No filme, escrito e dirigido por Steven Knight, acompanhamos Ivan Locke (Tom Hardy) quase em tempo real do instante em que ele deixa a obra em que trabalha como engenheiro chefe até sua chegada em Londres, o que dá as uma hora e meia de duração. Na manhã seguinte haverá a maior entrega de concreto já feita na Europa para a fundação da construção que ele supervisiona. Mas Ivan não estará lá porque uma mulher está prestes a dar à luz seu filho, fruto de uma relação fora do feliz casamento de quase 20 anos.

A tensão da trama se balanceia com Locke tentando equilibrar esses vários aspectos. Ao mesmo tempo em que tranquiliza seu superior, coordena um subordinado direto durante as checagens para o recebimento da obra, também junta coragem para contar tudo para a esposa, conversa com os filhos sobre o importante jogo de futebol e ainda lida com a amante que está sozinha e aterrorizada.

No centro disso tudo está o próprio Locke que, como se já não bastasse, ainda busca lidar com os próprios demônios e a sombra do pai. O personagem é a maior vítima do brutal individualismo de nossos tempos, já que nenhuma das pessoas com quem mantém contato parece estar interessada no que ele está sofrendo. Quanto mais no sofrimento alheio.

Mas como somos Ivan Locke, já que é ele quem nos conduz pela trama, o filme se torna uma experiência brutal. Ficar no meio desse emaranhado, tentando dar conta da frustração, da carência, da incompreensão, da incompetência e da mesquinhez alheia é exaustante. Os únicos alívios que o filme traz são pequenas explosões do protagonista, que grita e golpeia o volante do carro. Mas só quando não há ninguém ligando ou lhe pedindo atenção. Aí ele retorna para sua voz calma e compreensiva.

As câmeras de Kinight, que fundem as imagens de Ivan com a estrada, aliadas ao roteiro que não nos deixa respirar, são boa parte do que faz Locke funcionar. Mas sem o trabalho de Hardy o filme simplesmente não funcionaria. Ele cria um personagem que parece estar no limiar de suas forças, buscando uma interpretação minimalista e eficiente. Note como a calma de sua voz oculta uma profunda tensão, só revelada pelos seus trejeitos nervosos (ele pucha a sua barba e meche o cabelo quase compulsivamente) e, claro, pelas explosões de fúria já mencionadas. É um trabalho de gênio.

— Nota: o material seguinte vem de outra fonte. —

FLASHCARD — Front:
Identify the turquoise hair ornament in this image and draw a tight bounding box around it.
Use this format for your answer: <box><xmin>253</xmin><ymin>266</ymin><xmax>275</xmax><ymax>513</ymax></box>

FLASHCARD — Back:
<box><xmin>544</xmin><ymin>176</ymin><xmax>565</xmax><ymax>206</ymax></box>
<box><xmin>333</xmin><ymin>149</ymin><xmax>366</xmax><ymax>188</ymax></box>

Locke, no fundo, é um exercício de estilo que transborda para fora de si mesmo. O filme nasce com a premissa do confinamento do personagem e da tentativa (com sucesso) de prender a atenção do expectador com tensão narrativa em oposição aos malabarismos e pirotecnias do cinema comercial. É mais que isso, porém. Muito mais.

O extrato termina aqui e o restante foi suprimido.